An FCC rule that will require all broadcast stations to post detailed information about their political ad sales online instead of just maintaining hard copies in their offices will be burdensome and difficult for smaller stations to comply with, said Fletcher Heald’s Peter Tannenwald, an attorney for many independent broadcasters. The rule is already in effect for the big four network affiliates in the top 50 markets, and set to apply to all broadcasters starting July 2014, but the FCC asked for comments on possible changes to its implementation, in a June 27 public notice (CD June 27 p20).

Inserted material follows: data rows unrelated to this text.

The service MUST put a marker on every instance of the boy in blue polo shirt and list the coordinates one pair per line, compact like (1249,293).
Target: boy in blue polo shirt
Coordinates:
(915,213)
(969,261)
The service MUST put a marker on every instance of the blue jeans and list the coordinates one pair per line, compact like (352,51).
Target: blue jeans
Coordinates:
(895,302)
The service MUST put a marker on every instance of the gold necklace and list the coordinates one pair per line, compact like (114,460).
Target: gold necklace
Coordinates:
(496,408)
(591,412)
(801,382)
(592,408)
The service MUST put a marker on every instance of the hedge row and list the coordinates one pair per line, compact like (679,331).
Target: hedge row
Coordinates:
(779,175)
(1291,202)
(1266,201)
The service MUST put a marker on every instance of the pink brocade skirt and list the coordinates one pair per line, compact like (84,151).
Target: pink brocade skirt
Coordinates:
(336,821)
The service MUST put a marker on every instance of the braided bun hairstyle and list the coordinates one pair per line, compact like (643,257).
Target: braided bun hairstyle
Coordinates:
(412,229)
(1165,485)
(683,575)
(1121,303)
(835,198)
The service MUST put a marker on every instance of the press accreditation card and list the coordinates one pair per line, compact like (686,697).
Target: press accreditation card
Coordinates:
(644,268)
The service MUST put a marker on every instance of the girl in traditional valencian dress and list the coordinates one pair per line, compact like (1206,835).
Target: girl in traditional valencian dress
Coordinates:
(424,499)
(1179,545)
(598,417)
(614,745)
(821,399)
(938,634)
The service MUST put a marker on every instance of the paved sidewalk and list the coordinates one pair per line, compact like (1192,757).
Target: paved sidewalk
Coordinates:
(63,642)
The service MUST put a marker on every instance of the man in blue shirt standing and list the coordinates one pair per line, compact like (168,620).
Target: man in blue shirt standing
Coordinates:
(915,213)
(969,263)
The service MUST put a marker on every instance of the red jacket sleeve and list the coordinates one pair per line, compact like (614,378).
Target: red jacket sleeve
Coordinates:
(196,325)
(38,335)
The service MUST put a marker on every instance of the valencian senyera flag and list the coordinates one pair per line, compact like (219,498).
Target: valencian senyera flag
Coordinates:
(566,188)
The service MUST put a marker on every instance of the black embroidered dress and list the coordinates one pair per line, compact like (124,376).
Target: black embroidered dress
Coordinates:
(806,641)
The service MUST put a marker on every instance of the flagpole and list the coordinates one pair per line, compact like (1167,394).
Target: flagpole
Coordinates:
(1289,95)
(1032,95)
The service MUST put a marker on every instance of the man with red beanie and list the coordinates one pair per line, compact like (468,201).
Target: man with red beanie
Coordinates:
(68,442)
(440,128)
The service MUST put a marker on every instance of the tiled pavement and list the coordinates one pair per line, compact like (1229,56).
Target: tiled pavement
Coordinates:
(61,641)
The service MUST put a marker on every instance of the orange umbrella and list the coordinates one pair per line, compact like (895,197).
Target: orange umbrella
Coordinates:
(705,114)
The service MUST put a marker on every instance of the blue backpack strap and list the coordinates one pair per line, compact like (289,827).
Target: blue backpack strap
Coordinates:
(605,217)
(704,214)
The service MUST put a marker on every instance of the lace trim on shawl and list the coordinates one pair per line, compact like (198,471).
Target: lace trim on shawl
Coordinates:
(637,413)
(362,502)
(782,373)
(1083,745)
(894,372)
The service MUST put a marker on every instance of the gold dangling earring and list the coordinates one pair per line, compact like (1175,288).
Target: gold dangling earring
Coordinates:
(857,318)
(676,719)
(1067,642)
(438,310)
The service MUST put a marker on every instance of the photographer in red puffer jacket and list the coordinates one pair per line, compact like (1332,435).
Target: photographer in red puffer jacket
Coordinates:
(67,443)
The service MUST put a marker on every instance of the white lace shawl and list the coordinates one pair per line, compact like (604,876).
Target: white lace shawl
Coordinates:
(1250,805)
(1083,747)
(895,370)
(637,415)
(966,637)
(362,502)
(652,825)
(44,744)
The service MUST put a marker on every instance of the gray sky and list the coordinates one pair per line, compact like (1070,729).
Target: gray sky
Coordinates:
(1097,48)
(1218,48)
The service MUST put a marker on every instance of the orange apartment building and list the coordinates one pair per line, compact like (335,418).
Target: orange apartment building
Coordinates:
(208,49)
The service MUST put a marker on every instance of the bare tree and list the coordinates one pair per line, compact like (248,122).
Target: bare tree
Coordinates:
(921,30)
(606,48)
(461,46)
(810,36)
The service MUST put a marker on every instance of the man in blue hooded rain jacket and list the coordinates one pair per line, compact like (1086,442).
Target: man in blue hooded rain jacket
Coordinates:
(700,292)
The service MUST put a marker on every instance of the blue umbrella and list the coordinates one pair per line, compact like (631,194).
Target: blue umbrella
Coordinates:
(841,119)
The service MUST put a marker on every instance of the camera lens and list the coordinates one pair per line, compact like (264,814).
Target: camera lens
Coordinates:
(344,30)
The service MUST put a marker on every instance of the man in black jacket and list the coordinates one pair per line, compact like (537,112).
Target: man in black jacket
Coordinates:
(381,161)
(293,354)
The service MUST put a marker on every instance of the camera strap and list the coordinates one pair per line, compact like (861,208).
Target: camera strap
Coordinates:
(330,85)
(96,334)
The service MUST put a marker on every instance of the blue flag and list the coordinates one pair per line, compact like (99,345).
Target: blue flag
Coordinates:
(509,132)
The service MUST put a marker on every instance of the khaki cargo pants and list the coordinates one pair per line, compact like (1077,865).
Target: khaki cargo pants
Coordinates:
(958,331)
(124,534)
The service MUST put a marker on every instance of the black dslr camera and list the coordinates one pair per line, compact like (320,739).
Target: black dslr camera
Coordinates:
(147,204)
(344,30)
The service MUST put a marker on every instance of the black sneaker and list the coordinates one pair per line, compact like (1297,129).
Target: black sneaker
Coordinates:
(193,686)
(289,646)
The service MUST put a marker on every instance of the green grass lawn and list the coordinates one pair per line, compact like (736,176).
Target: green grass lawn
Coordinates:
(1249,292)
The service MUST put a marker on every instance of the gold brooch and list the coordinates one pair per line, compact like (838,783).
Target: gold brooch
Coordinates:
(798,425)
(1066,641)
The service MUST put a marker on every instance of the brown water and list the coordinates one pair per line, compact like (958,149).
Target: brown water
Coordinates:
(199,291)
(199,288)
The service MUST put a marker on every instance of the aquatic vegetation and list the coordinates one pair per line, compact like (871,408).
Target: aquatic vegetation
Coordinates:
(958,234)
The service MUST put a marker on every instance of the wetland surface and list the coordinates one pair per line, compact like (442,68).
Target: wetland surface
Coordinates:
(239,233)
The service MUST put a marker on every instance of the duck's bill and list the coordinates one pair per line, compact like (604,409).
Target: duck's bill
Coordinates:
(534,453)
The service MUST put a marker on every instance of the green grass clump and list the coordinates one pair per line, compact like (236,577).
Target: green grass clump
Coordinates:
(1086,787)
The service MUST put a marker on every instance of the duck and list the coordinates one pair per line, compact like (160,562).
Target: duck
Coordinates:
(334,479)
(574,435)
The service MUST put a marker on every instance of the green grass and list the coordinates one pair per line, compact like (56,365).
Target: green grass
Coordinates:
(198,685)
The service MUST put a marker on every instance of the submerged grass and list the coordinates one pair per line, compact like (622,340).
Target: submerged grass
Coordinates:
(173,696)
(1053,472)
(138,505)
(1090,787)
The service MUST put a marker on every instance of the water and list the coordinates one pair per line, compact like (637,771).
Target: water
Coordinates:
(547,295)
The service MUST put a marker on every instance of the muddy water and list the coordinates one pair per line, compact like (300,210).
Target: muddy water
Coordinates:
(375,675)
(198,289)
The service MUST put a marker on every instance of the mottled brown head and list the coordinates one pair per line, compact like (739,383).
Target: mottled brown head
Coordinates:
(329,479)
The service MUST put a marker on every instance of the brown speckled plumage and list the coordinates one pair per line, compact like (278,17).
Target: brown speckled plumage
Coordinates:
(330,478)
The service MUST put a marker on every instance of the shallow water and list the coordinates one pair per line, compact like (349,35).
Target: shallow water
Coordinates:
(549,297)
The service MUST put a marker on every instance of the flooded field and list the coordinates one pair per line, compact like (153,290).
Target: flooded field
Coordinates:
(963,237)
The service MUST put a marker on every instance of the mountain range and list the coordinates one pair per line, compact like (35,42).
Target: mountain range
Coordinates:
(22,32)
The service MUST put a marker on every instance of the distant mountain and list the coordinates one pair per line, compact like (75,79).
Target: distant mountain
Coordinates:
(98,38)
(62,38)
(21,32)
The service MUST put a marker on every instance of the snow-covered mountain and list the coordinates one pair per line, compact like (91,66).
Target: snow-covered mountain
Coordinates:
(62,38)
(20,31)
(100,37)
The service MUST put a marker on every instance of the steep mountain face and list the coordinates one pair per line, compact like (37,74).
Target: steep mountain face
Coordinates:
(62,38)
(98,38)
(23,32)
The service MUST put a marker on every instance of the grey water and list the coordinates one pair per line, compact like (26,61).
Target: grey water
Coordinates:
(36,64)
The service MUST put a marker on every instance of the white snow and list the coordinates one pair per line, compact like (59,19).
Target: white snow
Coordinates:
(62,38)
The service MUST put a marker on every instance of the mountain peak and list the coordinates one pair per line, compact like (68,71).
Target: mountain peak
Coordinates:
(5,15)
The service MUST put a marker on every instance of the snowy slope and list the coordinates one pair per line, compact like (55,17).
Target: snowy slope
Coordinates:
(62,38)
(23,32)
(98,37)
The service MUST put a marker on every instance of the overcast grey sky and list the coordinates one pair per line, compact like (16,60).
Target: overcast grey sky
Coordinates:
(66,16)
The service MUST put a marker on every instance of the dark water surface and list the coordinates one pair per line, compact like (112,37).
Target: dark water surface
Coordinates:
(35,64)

Tribune will likely avoid falling afoul of FCC ownership rules through shared service agreements in St. Louis and Denver, said Free Press Policy Director Matt Wood. He also pointed to previous Tribune efforts to sell off its newspaper properties as a possible solution to the cross-ownership conflict in Virginia. “There’s not a lot of formal levers for the FCC to grab onto,” he said, describing the deal as being “not as bad” as a recent plan for Gannett to buy Belo Corp.’s TV stations, which also featured a market overlap (CD June 14 p7). No mention was made of how Tribune and Local TV will get past cross-ownership rules during a conference call Monday held by the companies. The deal would allow Tribune to create “synergies” between its print, video and digital properties, said CEO Peter Liguori on the call. BIA/Kelsey Chief Economist Mark Fratrik said he believes the companies would not pursue the deal without believing it will be approved by the FCC. “They obviously have good legal counsel; good FCC counsel,” he said.
The FCC won’t take up the Bloomberg/Comcast channel placement dispute anytime soon, despite a plea last week (CD June 27 p16) from the financial news channel for the agency to act on the two-plus-year-old matter, several cable industry attorneys told us in interviews. With the recent Tennis Channel program carriage dispute decision against the FCC from the U.S. Court of Appeals for the D.C. Circuit (CD May 29 p1) and a new chairman unlikely to take office right away, the attorneys said the current commission probably won’t quickly resolve the issue. The dispute revolves around conditions of the Comcast/NBCUniversal deal and the placement of the Bloomberg TV network in the same neighborhood as other news networks owned by Comcast.